March 3, 2010

On Borrowed Time

     A Brief Background

    Throughout this past decade, headlines like “Consumers Stay Strong,” and “Consumers Come To The Rescue” were common in news articles describing better than expected economic growth.1  These headlines were borne of the fact that about 70% of our economic output (GDP) has consisted of consumer spending for most of the decade. 
    This spending occurred despite the weakening of consumers’ true purchasing power.  Although the period between (roughly) 2002 and mid 2007 was indeed a period of economic expansion, job growth was amongst the weakest ever measured during periods of expansion.  Also, the median income in the U.S. actually dropped over this period.  (Keep in mind that these things occurred before the crash.)  Yet consumer spending pushed the expansion onward.  This paradox was possible because consumer spending was increasingly fueled by borrowed money.  Consumer debt was used as income replacement, and this trend only accelerated with time.  The actual “bubble” in the economy was a consumer credit bubble.  This credit bubble preceded and enabled the housing bubble that has grabbed so much attention.    
    Consumer purchasing power had steadily weakened over several decades as a result of the dominant economic philosophies of “small government,” self regulation, and “free trade” first promulgated by the Reagan administration, and that have since been built upon by both Republican and Democratic administrations and congresses.  These policies funneled the benefits of economic growth to an ever-shrinking number of people at the very top of the income scale.  The poor got poorer and grew in number, and the middle made no gains and shrank in number.
    An economy that is so heavily reliant on consumer spending is by definition a “trickle up” economy, not “trickle down.”  The weakening of consumer buying power was a predictable and measurable result of “supply side”economic thinking.  But the frenetic expansion of consumer credit that began in the mid 1990s allowed spending to continue to drive GDP growth.  Large-scale deficit spending by households wasn’t seen as a symptom of underlying economic weakness.  It was seen as an example of free market “innovation” and a confirmation of the merits of deregulation.
    There are very few examples of the consequences of recent economic thought as illustrative as the present day consumer debt situation.  The story of today’s consumer debt system involves things that tend to make Americans angry, things like  loss of personal privacy, lack of choice, bought-and-paid-for politicians, and rules of the road that benefit corporate interests at the expense of individual interests.   It involves huge sums of money being transferred from  middle and lower income groups to the corporate and investor classes.  It’s also a story of the manufacture and emergence of a surprisingly accepted, though very strange morality in which the average American is obligated to act in Wall Street’s best interest at the expense of his own.  Businesses don’t serve customers, customers serve businesses.
    Our economy has become so reliant on debt and debt-fueled spending that economic recovery is said to depend in large part on the restoration of lending.  In fact, getting the loans flowing again was supposed to be the very impetus for TARP, and for getting “Helicopter Ben” Bernanke to rain money on Wall Street.  The fact that lending hasn’t ramped up is often cited as a reason for our ongoing economic malaise.  It seems that the consensus is that the best way to rescue an economy that is being battered by dud loans is to write more loans.

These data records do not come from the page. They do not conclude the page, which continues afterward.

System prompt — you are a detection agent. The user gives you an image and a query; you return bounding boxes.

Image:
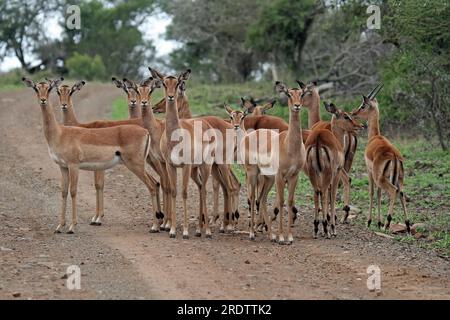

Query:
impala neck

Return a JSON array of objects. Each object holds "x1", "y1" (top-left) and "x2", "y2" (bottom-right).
[
  {"x1": 129, "y1": 105, "x2": 141, "y2": 119},
  {"x1": 141, "y1": 104, "x2": 161, "y2": 137},
  {"x1": 330, "y1": 117, "x2": 345, "y2": 148},
  {"x1": 62, "y1": 98, "x2": 80, "y2": 126},
  {"x1": 367, "y1": 107, "x2": 381, "y2": 139},
  {"x1": 40, "y1": 101, "x2": 61, "y2": 145},
  {"x1": 287, "y1": 108, "x2": 302, "y2": 150},
  {"x1": 178, "y1": 93, "x2": 192, "y2": 119},
  {"x1": 308, "y1": 92, "x2": 321, "y2": 128},
  {"x1": 165, "y1": 99, "x2": 181, "y2": 141}
]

    This consensus couldn’t be more wrong.  The credit system and our credit culture are two of our biggest impediments to a strong recovery.  They are not the key to prosperity.

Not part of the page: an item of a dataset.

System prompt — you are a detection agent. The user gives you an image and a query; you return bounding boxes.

    It’s not just the outstanding balances or monthly payments that are problems.   It’s not just that our nations’ courts, deluged by creditor lawsuits, are being used as subsidiaries for the debt collection industry2.  The larger problem is cultural.  The act of borrowing money is no longer just one of many economic choices available to an individual.  Borrowing money is now a virtual requirement in today’s society.  Until this reality is changed, the cycle of debt and the flood of funds from bottom to top will continue. And the economy will remain a shell of what it could be.